Balibar defines a politics of emancipation as ‘an unfolding of the self-determination of the people [demos] (if we give this generic name to the body of citizens “free and equal in rights”), which constitutes itself in and by the establishment of its rights’. For Balibar, the politics of emancipation is ‘not so much a question of removing an oppressive external power as of suppressing that which separates the people from itself’. A politics of emancipation, Balibar argues, is an ‘appeal against a de facto discrimination to a de jure equality’. The struggle for emancipation, he maintains, is a ‘struggle to enjoy rights which have already been declared’.

Can the second demand of the call for BDS, the demand for the recognition of ‘the fundamental rights of the Arab-Palestinian citizens of Israel to full equality’, be considered an instance of what Balibar calls a politics of emancipation? An affirmative answer to this question presupposes that these rights have already been declared, at least in principle, however, ‘Arab-Palestinian citizens’ of Israel, who comprise more than twenty percent of Israeli citizens, are not only discriminated against in practice, they are also not fully equal under Israeli law, as scholars like Shourideh Molavi have demonstrated, and as the recent ‘Basic Law: Israel as the Nation-State of the Jewish People’ confirms. Nevertheless, the second demand seems at least oriented towards a politics of emancipation that might find support in some legal rules within the Israeli constitutional order.

Whereas a politics of emancipation refers to the autonomy of politics, a politics of transformation, Balibar argues, refers to the heteronomy of politics. Balibar’s primary instance of a politics of transformation is Marxian. According to Balibar, a Marxian politics of transformation does not presuppose the autonomy of the political subjects, rather, this autonomy is considered to be the aim of politics that is produced in the movement of transformation. Balibar writes:

Whereas the proposition of equal liberty presupposes the universality of rights, always referring these back to an ever-available transcendental origin, Marxian political practice is an internal transformation of conditions, which produces as its outcome (and quite simply produces, in so far as it is put into practice—that is, produces ‘in struggle’) the need for freedom and the autonomy of the people.

Insofar as the BDS movement aims at ending the occupation and colonisation of all Arab lands and dismantling the wall (the first demand), and at the recognition of the right of return of Palestinian refugees (the third demand), it can be considered to enact a politics of transformation. The Reut Institute, an Israeli lobby organisation that has been fighting BDS campaigns, has argued that the demands of the call for BDS suggest a framework for ‘the resolution of the Israeli-Palestinian conflict that calls for establishing one bi-national state in the former area of Mandatory Palestine, where all resident Jews and Palestinians would share political power on the basis of the principle of “one person, one vote”’. According to the Reut Institute, such a framework ‘requires the dissolution of Israel as the expression of the Jewish people’s right for self-determination’. However, what the Reut Institute calls a dissolution is more obviously described as a transformation of the Israeli constitutional order, a transformation that would produce freedom and autonomy for all resident Jews and Palestinians, including returning Palestinians.

From the perspective of the current Israeli constitutional order, the demand for ending the occupation and colonisation, and the demand for recognition of the right of return of Palestinian refugees appear as, what legal philosopher Hans Lindahl has called, a-legal.
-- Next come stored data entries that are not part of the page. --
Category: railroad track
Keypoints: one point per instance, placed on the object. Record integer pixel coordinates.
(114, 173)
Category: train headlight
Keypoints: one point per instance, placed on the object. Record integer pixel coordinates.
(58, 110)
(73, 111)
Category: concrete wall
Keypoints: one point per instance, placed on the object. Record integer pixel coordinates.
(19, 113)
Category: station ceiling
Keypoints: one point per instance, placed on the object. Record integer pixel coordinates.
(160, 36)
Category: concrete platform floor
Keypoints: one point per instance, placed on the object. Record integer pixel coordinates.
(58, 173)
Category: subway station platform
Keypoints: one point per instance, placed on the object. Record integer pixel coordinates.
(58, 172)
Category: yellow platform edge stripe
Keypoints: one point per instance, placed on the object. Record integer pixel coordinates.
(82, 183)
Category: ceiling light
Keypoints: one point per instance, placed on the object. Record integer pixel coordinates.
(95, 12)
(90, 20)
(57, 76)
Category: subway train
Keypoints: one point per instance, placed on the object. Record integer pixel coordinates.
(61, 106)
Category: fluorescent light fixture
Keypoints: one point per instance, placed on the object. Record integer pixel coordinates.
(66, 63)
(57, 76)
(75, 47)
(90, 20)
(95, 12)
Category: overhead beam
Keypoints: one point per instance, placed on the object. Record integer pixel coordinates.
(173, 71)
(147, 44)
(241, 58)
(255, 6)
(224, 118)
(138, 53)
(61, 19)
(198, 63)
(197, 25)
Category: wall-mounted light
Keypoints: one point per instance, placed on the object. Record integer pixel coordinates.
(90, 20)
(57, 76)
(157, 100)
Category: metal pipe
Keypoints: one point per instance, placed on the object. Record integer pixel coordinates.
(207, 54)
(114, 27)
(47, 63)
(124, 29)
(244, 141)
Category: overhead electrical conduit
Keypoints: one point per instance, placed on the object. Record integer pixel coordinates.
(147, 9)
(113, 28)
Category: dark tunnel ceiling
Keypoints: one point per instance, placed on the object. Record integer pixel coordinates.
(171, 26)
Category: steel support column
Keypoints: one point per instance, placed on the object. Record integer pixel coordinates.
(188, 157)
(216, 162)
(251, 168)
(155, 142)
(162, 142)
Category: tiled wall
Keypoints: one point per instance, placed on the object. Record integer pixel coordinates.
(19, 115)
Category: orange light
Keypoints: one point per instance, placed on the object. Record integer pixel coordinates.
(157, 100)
Lindahl distinguishes a-legality from both legality and illegality:

[T]he ‘a’ of a-legality does not refer to legal disorder, which is intelligible in the form of illegality, hence as a negative determination of legality. Instead, it refers to another legal order that organizes the legal/illegal distinction differently, hence structures reality in a way that is unintelligible for the order it questions. A-legality refers to an emergent normative order that is strange by dint of challenging how a given legal order draws the spatial, temporal, subjective, and material boundaries through which it configures what counts as (il)legal behaviour.
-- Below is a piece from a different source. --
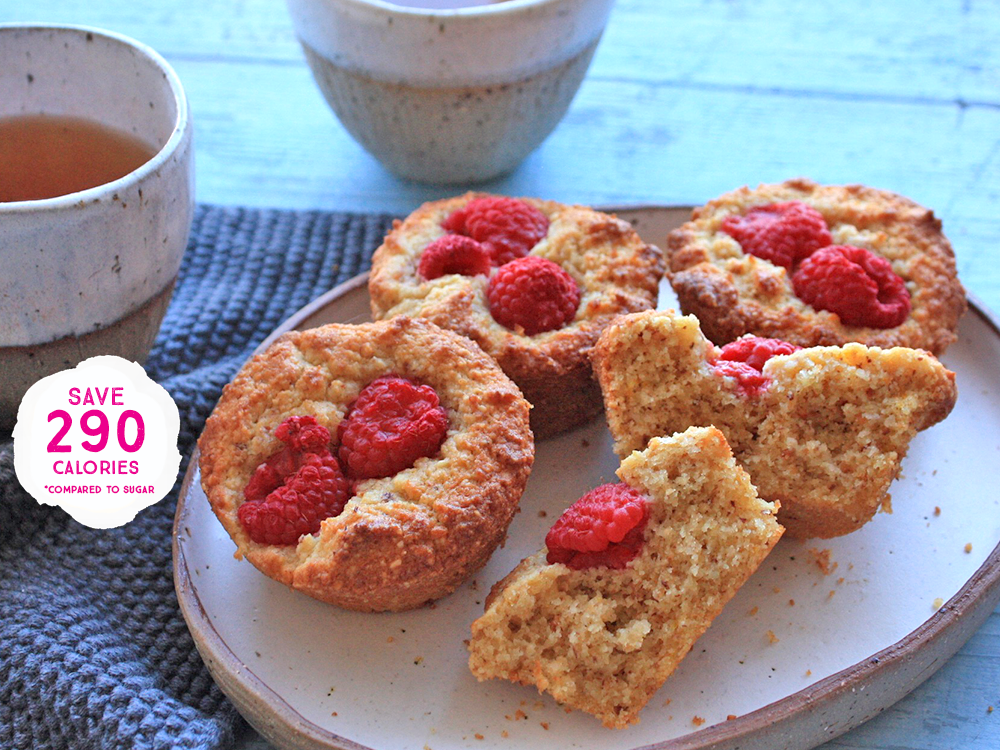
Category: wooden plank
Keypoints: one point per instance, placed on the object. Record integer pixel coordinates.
(933, 52)
(277, 144)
In Lindahl’s language, the emergent normative order intimated by the first and third demand of the call for BDS, which could be a democratic order where all resident Jews and Palestinians might share political power on the basis of the principle of ‘one person, one vote’, poses a fundamental challenge to the current Israeli order, an order that has been exercising ultimate state power over the former area of Mandatory Palestine for over fifty years while excluding much of its population from political participation because they are not Jewish. The normative order intimated by the first and third demand challenges the spatial boundaries of the Israeli order in many ways, for instance the exclusion of Palestinians from Jewish-only settlements and settler roads. Furthermore, it challenges the temporal boundaries of the Israeli order by questioning claims to land based on sacred history, as well as the idea of the transcendental origin of the founding moment of the Israeli state.
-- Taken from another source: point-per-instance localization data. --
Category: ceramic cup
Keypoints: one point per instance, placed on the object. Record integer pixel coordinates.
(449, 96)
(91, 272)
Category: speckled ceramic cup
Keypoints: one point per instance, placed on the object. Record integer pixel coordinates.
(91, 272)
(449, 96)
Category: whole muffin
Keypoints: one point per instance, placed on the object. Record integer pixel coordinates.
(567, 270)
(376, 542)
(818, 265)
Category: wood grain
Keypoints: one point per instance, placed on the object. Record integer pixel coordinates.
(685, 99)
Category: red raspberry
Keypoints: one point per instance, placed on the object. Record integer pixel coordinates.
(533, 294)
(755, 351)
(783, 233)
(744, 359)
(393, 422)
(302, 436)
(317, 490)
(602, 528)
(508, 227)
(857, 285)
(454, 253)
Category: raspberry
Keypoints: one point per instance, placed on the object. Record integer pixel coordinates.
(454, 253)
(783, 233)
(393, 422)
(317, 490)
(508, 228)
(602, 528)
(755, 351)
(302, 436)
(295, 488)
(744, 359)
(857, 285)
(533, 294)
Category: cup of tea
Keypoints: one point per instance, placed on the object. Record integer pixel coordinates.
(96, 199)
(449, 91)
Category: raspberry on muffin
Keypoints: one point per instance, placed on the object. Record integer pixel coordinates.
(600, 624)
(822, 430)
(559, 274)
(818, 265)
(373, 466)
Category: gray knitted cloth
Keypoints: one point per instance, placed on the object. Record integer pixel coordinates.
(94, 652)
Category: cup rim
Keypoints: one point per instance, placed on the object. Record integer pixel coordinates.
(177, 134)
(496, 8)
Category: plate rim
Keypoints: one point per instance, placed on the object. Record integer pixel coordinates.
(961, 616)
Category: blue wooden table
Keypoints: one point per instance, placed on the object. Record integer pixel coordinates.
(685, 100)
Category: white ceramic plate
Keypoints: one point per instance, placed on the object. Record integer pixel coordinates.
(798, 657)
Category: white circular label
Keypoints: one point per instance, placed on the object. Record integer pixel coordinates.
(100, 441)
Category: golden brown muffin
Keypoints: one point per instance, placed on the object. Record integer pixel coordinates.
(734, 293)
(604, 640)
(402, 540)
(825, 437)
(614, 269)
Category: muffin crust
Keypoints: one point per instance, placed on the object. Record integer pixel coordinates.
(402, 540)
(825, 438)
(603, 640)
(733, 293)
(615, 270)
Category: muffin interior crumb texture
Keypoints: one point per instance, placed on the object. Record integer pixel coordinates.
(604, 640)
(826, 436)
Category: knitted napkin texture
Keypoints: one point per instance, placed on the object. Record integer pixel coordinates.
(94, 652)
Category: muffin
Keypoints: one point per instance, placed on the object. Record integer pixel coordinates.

Apart from emancipation and transformation, Balibar distinguishes a third form of politics, which he calls a politics of civility. According to Balibar, a politics of civility is a politics in conditions where ‘extreme’ violence stands in the way of both transformation and emancipation. A politics of civility seeks to establish the conditions for transformation and emancipation. This is why Balibar refers to civility as a ‘heteronomy of heteronomy’: it is heteronomous to transformation, which is itself heteronomous to emancipation. Balibar writes: ‘Civility … is certainly not a politics which suppresses all violence; but it excludes extremes of violence, so as to create a (public, private) space for politics (emancipation, transformation), and enable violence itself to be historicized’.

According to Balibar, not all violence necessitates a politics of civility, because not all violence blocks transformation and emancipation. A politics of civility is necessary under conditions of ‘extreme’ violence, which Balibar distinguishes from ‘structural’ violence. Structural violence is ‘an oppression inherent in social relations which … breaks down that resistance which is incompatible with the reproduction of a system’. Structural violence has a certain functionality that is rational in the terms of the system itself, even though it may be irrational in absolute terms. Examples include forms of social domination and exploitation such as slavery, patriarchy, or capital. By contrast, extreme violence lacks such a functionality. Balibar associates extreme violence with a ‘forced disaffiliation from the other and from oneself—not just from belonging to the community and the political unit, but from the human condition’. Balibar describes this disaffiliation from the human condition as ‘ultra-subjective’ because it is intentional and has a determined goal, although it is ultimately:

[t]he expression of a ‘thing’ (to use Freud’s term, picked up on by Lacan) of which the subject is the mere instrument: of that identity which is (which he ‘believes’ to be) in him, an identity totally exclusive of any other, one which imperiously commands its self-realization through the elimination of any trace of otherness in the ‘we’ and in the ‘self’.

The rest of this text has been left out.